La reine de mutwashi Tshala Muana , surnommée Mamu Nationale, de son vrai nom Elisabeth Mudikelay est décédée le 10 décembre 2022 à Kinshasa.
Née le 13 mai 1958 à Élisabethville (Lubumbashi), Tshala Muana, de son vrai nom Élisabeth Muidikilayi, est la fille d’Amadeus Muidikayi, un militaire qui fut tué en 1964 lors de la guerre contre les rebelles mulelistes Simba au Katanga. Deuxième d’une famille de dix enfants, elle avait pour mère Alphonsine Bambwa Tumba. Elle a porté le nom de sa grand- mère Tshala Mukole pour éviter la confusion à la maison, on l’appela Tshala Muana. ( Mukole en Tshiluba signifie grande, mokolo en lingala et Muana en français l’enfant .
C’est en Côte d’Ivoire, dans les années 80 que la reine du Mutwashi a été revélée au monde.
Née le 13 mai 1958 à Élisabethville, Tshala Muana démarre sa carrière à Kinshasa en 1977 comme danseuse/choriste dans le Groupe Tcheke Tcheke Love de Mpongo Love, elle quittera aussitôt ce groupe pour se lancer en solo .
Elle compose et chante en tshiluba ( la langue de sa région d’origine : le Kasaï ) , le succès peine à venir , les kinois sont très rétifs à la musique folklorique, le lingala domine la rumba zaïroise , le public kinois ne supporte pas les langues vernaculaires.
Ambitieuse , sa volonté ne faiblit pas, elle fréquente les formations chorégraphiques de l’Afrisa de Tabu Ley et de l’OK Jazz de Luambo Makiadi.
Recrutée en 1978 par Abeti Masikini comme danseuse et choriste , elle fait partie des Tigresses.
Paradoxalement, sa carrière explose à l’international, à Abidjan , en Côte d’Ivoire et en Afrique de l’Ouest avec le mutuashi, en partie grâce Suzy Kaseya.
C’est une artiste en herbe qui se dévoile .

Sur scène, elle s’est construite un personnage immédiatement identifiable grâce à ses coups de hanches-véritable bête de scène-, cuisses dehors , le Mutuashi , danse aux déchaînements suggestifs à couper le souffle séduit l’Afrique de l’Ouest. Les chefs d’État africains sont sous le charme de cette belle dame très sexy , on lui prête même une relation éphémère avec l’austère Thomas Sankara.
Le 18 décembre 1981 , elle envoûte les chefs d’Etat africains au centre culturel de Treichville.
Transgressive, elle brise les codes avec le « Mutuashi », elle impose le Mutuashi et le tshiluba dans la musique congolaise.

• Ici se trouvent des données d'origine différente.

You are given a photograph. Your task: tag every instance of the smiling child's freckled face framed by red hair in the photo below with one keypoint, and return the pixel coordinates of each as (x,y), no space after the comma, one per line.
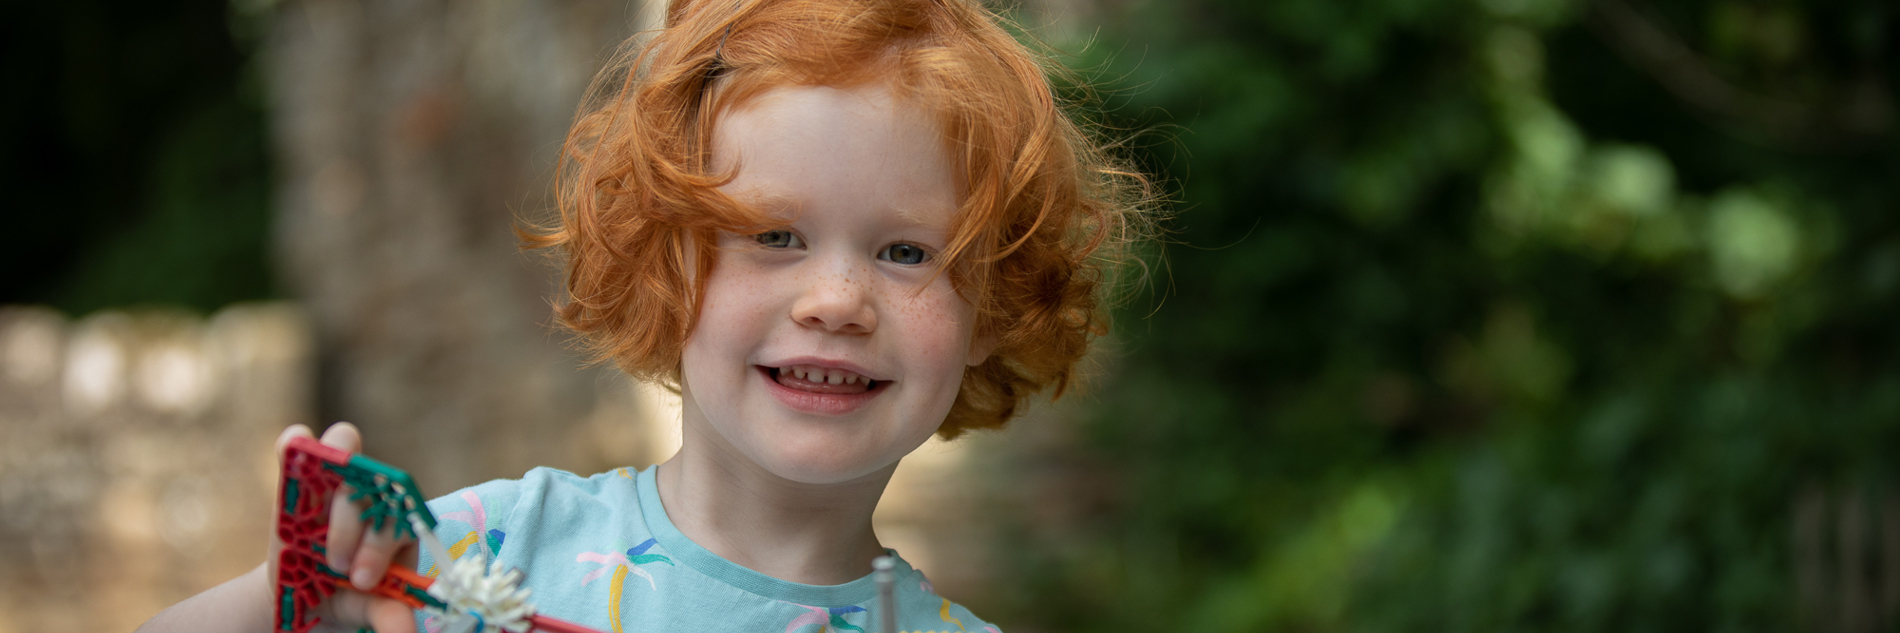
(822,355)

Elle conquiert d’abord l’Afrique de l’Ouest avant de s’imposer en Europe , à Paris et se faire enfin accepter dans son propre pays.

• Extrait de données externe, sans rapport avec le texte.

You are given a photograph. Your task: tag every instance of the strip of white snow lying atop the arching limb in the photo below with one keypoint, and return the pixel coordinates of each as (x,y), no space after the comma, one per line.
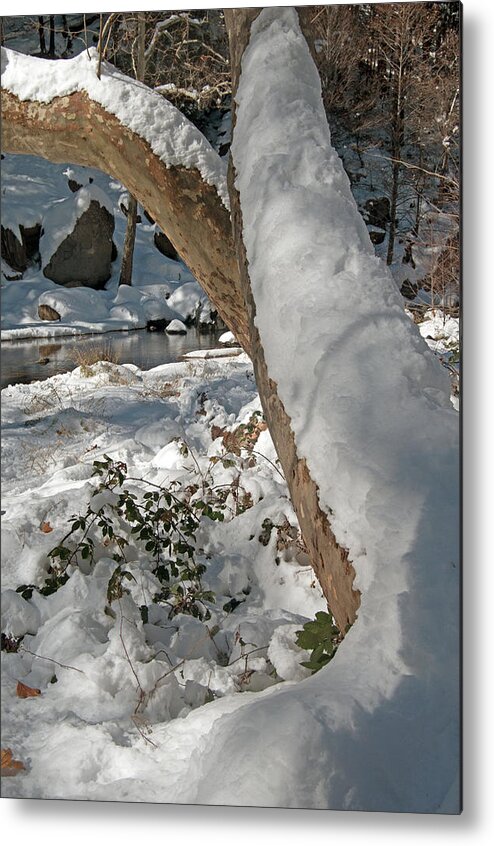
(172,137)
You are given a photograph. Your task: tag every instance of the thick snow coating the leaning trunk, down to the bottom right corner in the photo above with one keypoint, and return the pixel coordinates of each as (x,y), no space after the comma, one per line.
(370,416)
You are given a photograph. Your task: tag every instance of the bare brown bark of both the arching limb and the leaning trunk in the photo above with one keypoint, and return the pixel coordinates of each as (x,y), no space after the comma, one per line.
(74,128)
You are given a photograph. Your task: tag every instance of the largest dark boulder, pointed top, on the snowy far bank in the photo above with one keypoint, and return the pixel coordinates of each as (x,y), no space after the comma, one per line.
(84,256)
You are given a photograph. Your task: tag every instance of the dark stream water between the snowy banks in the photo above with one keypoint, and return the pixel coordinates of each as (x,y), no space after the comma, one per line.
(35,360)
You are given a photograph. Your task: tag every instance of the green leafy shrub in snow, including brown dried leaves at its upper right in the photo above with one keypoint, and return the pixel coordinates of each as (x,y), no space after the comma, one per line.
(133,514)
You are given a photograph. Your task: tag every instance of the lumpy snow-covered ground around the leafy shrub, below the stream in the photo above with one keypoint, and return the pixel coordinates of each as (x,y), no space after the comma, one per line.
(95,732)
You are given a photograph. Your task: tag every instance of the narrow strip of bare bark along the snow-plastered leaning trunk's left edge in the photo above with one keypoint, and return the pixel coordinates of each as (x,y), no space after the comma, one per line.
(329,560)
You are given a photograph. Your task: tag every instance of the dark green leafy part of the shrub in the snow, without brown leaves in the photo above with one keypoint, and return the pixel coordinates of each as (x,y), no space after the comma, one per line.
(161,523)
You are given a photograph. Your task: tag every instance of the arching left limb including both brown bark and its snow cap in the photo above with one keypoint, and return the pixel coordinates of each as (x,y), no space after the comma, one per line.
(60,111)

En 1997 , après la chute du maréchal Mobutu , Tshala Muana s’engage en politique , elle soutient le tombeur de maréchal Mobutu , le président Laurent Désire Kabila et devient membre du PPRD.
Grosse déception, elle s’attire les foudres d’une partie de ses fanatiques qui ne comprennent pas ce choix politique.
En 2019, le contexte politique change , la RDC vit sa première civilisation politique, le président Félix Tshisekedi accède au pouvoir.
Tshala Muana paie ses prises de position politiques.
Présidente de la ligue des femmes du Parti du peuple pour la reconstruction et de la démocratie ( PPRD) de l’ancien président Joseph Kabila, le 16 novembre 2020 , elle est au cœur d’une tempête politico-judiciaire, elle est placée en garde à vue par la très redoutée ANR (l’agence nationale de renseignement), et libérée le 17 novembre 2022, à la mi-journée.
En cause, le titre de la chanson « Ingratitude ». Cette chanson raconte l’histoire de deux associés ,dont le premier, jugé « l’ingrat », n’a pas respecté son engagement en trahissant, le second qui est son « donateur ».
Engagée politiquement , le lien est vite fait,les Congolais à l’imagination fertile font une corrélation politique entre le président Félix Tshisekedi et son prédécesseur Joseph Kabila.
L’annonce de son interpellation provoque un tollé général sur les réseaux sociaux. Une partie de la population dénonce une dérive contraire à la liberté d’expression des acteurs culturels.
Son engagement politique a tari son inspiration , ses œuvres ont perdu la saveur de ses premiers refrains.
Ses prises de position politiques et polémiques l’affaiblissent artistiquement sans la faire chuter-elles ont primé sur son immense talent-, et terni légèrement son image .
Elle n’en demeure pas moins qu’elle restera à jamais l’une des dernières icônes femmes de la musique congolaise et africaine.